Amnesty calls on Hamas to abort scheduled executions
search

Amnesty calls on Hamas to abort scheduled executions

Death sentences planned for the coming days include prisoners who were allegedly tortured into confessing

Stuart Winer is a breaking news editor at The Times of Israel.

Hamas security officers stand guard in the southern Gaza Strip in October 2012. (photo credit: Abed Rahim Khatib/Flash 90)
Hamas security officers stand guard in the southern Gaza Strip in October 2012. (photo credit: Abed Rahim Khatib/Flash 90)

Human rights group Amnesty International has called on Hamas to cancel the planned public hanging of several prisoners in Gaza after the ruling authorities declared they would execute the men as an example to others.

“We acknowledge the right and responsibility of governments to bring to justice those suspected of criminal offenses, but the death penalty is cruel and inhuman, and there is no evidence that it deters crime more effectively than other punishments,” said Philip Luther, director of the Middle East and North Africa Programme at Amnesty International, in a press statement issued last week.

According to Amnesty, Hamas’s attorney general said that the public executions of the “criminals” would be carried out after last week’s Eid al-Fitr festival and was intended to serve as a “lesson” to others.

“This and other recent announcements by Hamas authorities that they will carry out further executions are deeply disturbing,” Luther said. “Public executions are degrading and compound the cruelty of the death penalty.”

The rights organization said that at least some of those facing the death sentence made their confessions after being tortured.

One 27-year-old man known only as “HMA” was arrested for the unintentional murder of a friend but then allegedly tortured into confessing to the rape and murder of a six-year old boy as well.

The man’s lawyer explained that he was originally given two life sentences for the deaths and a further 14 years for the rape but, after appealing the sentences, the Appeals Court increased their severity to a death sentence.
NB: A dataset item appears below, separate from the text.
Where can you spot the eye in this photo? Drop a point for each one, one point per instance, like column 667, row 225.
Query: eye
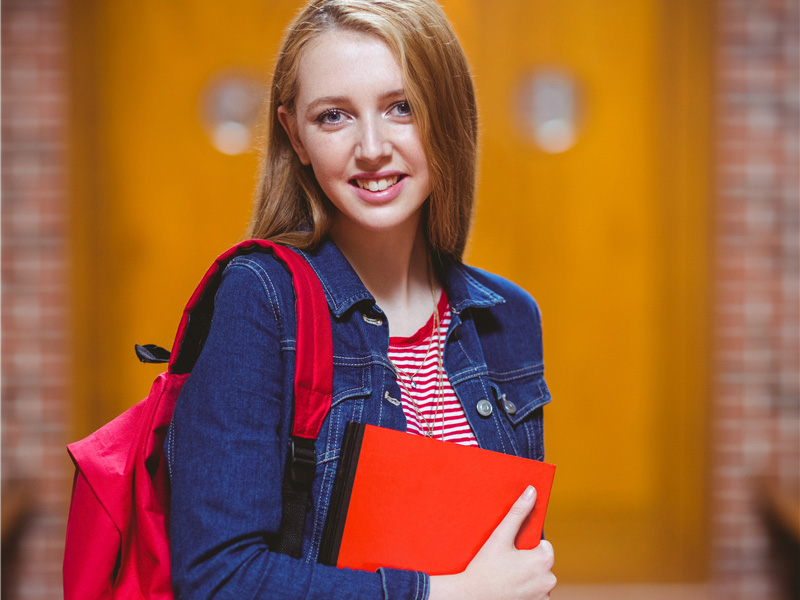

HMA was given the death sentence despite being a minor at the time that the rape allegedly took place and therefore immune to the death sentence under Palestinian law.

Another man, 23, told his lawyer that he had been hung by his wrists and ankles and beaten until making a confession. According to the lawyer, when his client later appeared in court his face was bruised and he was weeping. In March this year the Central Military Court in Gaza City sentenced the man to death for “collaboration with an enemy entity.”

“Hamas should pursue justice by prosecuting people accused of internationally recognizable crimes in fair trials without recourse to the death penalty and ensuring all allegations of torture are investigated,” Luther said. ““We are urging Hamas to immediately halt all executions planned for after Eid al-Fitr, and to go further by establishing a moratorium on the use of the death penalty and commuting all death sentences.”

Amnesty said there are currently 40 people facing a death sentence in Gaza. In June two men were executed by hanging for “collaborating with the enemy.”

In March Hamas offered a month-long amnesty for “collaborators” who turned themselves in to authorities and when it expired in April the government vowed to “pursue and execute” suspected spies.

During Operation Pillar of Defense in November 2012, Hamas publicly executed six men it accused of being “collaborators with the occupation” and dragged their bodies through the streets. In April Human Rights Watch panned the Islamist government in the Gaza Strip for not following through on a promise to investigate and prosecute the men who tortured and executed the suspected collaborators without due process.